Maisie rolled her eyes.
“Don’t they say love is blind? Think about it, Hamilton. She and Emma were friends. Young girls exchange confidences. Of course Alice will know more about what went on than any of us.”
“You believe she knows where Emma might be?”
“I cannot say. Possibly not.”
“I do value your opinion, Mama. In fact . . .” Hamilton broke off, frowning and troubled.
“There was something Alfie let slip. It was after he had ended the betrothal. He wouldn’t say more – you know how close he is. He’ll not run anyone down, either, not if he can help it. But something dire must have happened to make him finish with Alice.”
Hamilton drew a breath.
“Mama, my mind is made up. I shall go to Alice and find out what she knows. Though I warn you, whatever is revealed, it will not alter my feelings for her.”
He made to leave but Maisie stayed him with her hand.
“One moment. I want to tell you what has been decided with regard to Emma. A private investigator, one Sylvester Rudge, has opened up an office on Watergate Row. Your granfer has made us an appointment to see him.”
Hamilton blinked in shock.
“Granfer has? That’s a change of heart.”
“Oh, he’s not as unrelenting as he makes out. This business with Emma has affected him sorely. Let us hope that Master Rudge is able to trace Emma.”
“And bring her home?”
“If God so wills,” Maisie replied with a wan smile.
* * * *
Sylvester Rudge was a big, shambling man of middle years, with perpetually untidy brown hair and a disarming smile that hid an exceptionally shrewd mind.

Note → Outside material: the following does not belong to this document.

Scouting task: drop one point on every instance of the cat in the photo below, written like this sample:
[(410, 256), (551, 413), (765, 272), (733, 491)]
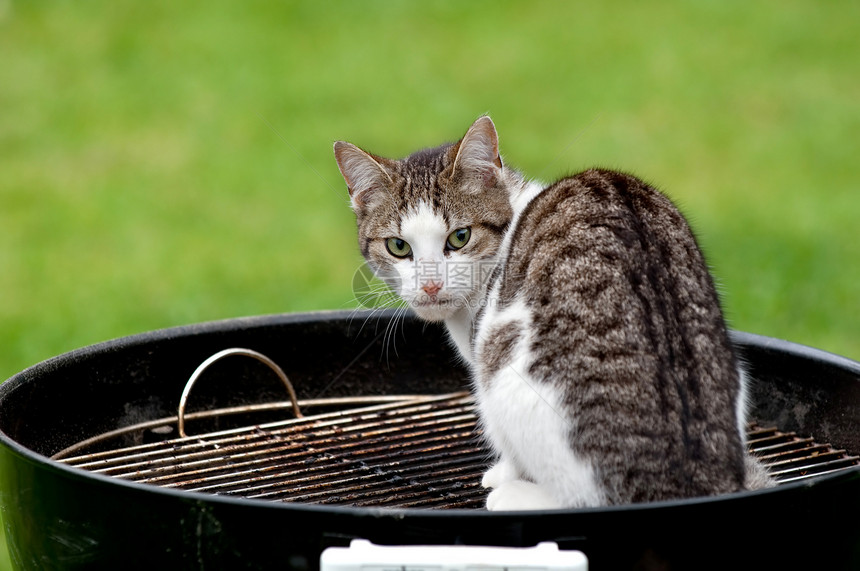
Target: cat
[(601, 363)]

He used this smile now to woo Mistress Catchpole out of the worried fretting that made her pluck unknowingly at a loose thread on her cape, and visibly relax.
In the dingy little office on the Watergate, a small fire of sea coals glowed in the grate. The air was redolent of dust, of paper and ink and a trace of pipe tobacco from a previous occupant.
Rudge studied the face on the miniature his clients had brought with them.
“An attractive young woman. May I hold on to this for now? It could help with my enquiries.”
“By all means,” Mistress Catchpole said. “It is a recent likeness. We had it done last year for Emma’s twentieth birthday.”
“Does she favour her mother?”
“A little. Perhaps more in manner than face.”
“Like her papa, then.”
“Well . . .” The woman squirmed uneasily in the straight-backed chair, darting her father a cautious look.
Gideon Trigg cleared his throat.
“You may as well know the whole of it, Rudge. Emma’s mama came from a well-set-up family. Her papa was a seafarer. The fellow got Verity in the family way and made off.”
“To be fair, he didn’t know of Emma’s mother’s condition,” Mistress Catchpole put in hastily. “Verity assured us of that.”
“Ah. The lady’s full name at the time?”
“Verity Amelia Dawne.”
Rudge looked up in surprise from where he sat at his desk, quill poised.
“Would that be the Dawnes of Mollington? A very prestigious lineage.”
“Indeed. They did not wish their name to be besmirched by the daughter’s fall from grace.”